I contacted the person who had built the tree to see where this information came from, and he told me he had researched that branch (outside his direct line) decades before, and did not know where the documentation was anymore. But he had made a note in Vincent's timeline about the guardianship of his heirs, giving the initials of one of his children born between his marriage in 1828 and his death in 1834 as M. E. Brown.

This was enough to get me started again. I began researching Vincent Brown and Elizabeth Wilson, and right away I started finding more clues.

In 1839, Elizabeth Wilson Brown remarried to Jonathan Routh, which was sometimes spelled (and probably pronounced) "Ruth". Mary's death certificate does not name the informant, but it was likely to have been one of Mary's daughters who lived locally. It is easy to imagine that they might have called their grandmother "Grandma Ruth", and assumed that to have been her first name. They might also have known that her husband (long gone by the time Mary's children were born) was called Jon, and assumed him to have been Mary's father, i.e., John Brown.

On the 1840 census, the household of Jonathan Routh included two girls close to Mary's age, not accounted for among the known children of Jonathan's first marriage, making them most likely daughters of Elizabeth.

On Elizabeth Wilson Brown Routh's 1892 probate record, all of her surviving heirs are named, including several grandchildren from her deceased children, and one surviving daughter: Mary Ernest. By that time, Mary E. Brown Armstrong had remarried to a man named Albert Ernst. Unfortunately, the names of Mary's children are not listed in Elizabeth's probate record.

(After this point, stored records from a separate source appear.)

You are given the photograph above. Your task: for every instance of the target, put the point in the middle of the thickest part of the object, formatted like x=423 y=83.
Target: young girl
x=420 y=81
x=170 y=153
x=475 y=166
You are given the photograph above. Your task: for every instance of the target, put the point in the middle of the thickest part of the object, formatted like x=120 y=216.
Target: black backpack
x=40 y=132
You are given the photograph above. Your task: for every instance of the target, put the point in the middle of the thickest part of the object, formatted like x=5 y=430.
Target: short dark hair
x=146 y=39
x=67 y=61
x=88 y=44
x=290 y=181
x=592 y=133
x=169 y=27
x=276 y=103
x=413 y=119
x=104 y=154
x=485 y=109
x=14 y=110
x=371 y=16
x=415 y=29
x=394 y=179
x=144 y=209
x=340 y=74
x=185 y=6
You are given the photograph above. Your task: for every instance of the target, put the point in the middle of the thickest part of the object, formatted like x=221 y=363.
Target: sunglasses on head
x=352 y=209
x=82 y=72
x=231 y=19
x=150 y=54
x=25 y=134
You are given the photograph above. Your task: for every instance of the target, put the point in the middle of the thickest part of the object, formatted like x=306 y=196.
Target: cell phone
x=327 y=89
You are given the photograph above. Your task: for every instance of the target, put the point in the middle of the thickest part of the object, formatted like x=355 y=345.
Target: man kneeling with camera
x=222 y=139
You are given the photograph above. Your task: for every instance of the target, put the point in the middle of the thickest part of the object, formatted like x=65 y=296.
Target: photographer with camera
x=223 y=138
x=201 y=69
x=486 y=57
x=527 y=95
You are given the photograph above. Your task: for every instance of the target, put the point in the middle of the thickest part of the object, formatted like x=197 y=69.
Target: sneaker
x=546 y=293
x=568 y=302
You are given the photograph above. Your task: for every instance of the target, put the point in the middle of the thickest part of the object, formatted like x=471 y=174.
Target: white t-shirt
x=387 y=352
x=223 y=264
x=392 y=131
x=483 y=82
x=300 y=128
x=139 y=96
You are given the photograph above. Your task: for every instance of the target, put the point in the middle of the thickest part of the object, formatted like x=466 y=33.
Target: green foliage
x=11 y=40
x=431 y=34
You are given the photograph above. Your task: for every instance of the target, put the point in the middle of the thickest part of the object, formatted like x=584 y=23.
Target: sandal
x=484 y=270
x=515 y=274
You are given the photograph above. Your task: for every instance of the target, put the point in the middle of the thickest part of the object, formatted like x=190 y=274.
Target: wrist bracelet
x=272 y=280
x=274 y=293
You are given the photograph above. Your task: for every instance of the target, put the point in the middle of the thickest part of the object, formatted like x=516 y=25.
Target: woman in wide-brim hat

And just today, I took another look at Mary's death certificate, and do you know what? It doesn't say Nelson at all! Right there on the document are a plethora of W's which I or anyone else could have compared with the name at any time in the last 114 years, and seen that it has been Wilson all along. We all just took for granted that the original transcription was correct.





While none of this is proof positive that Vincent Brown and Elizabeth Wilson were Mary's parents, the circumstantial evidence is strong. I have written up a document explaining my reasoning, and attached it to Mary in my tree, and I have added Vincent and Elizabeth as unverified possible parents for Mary. I plan to keep going and see if I can't turn up some of those probate and custody records from the 1830s. One way or another, I am going to figure this out!

In the meantime, be sure to double- and triple-check your work. It's going to take some time to undo all the bad information, assumptions, and careless errors that have crept in over the decades. We have work to do.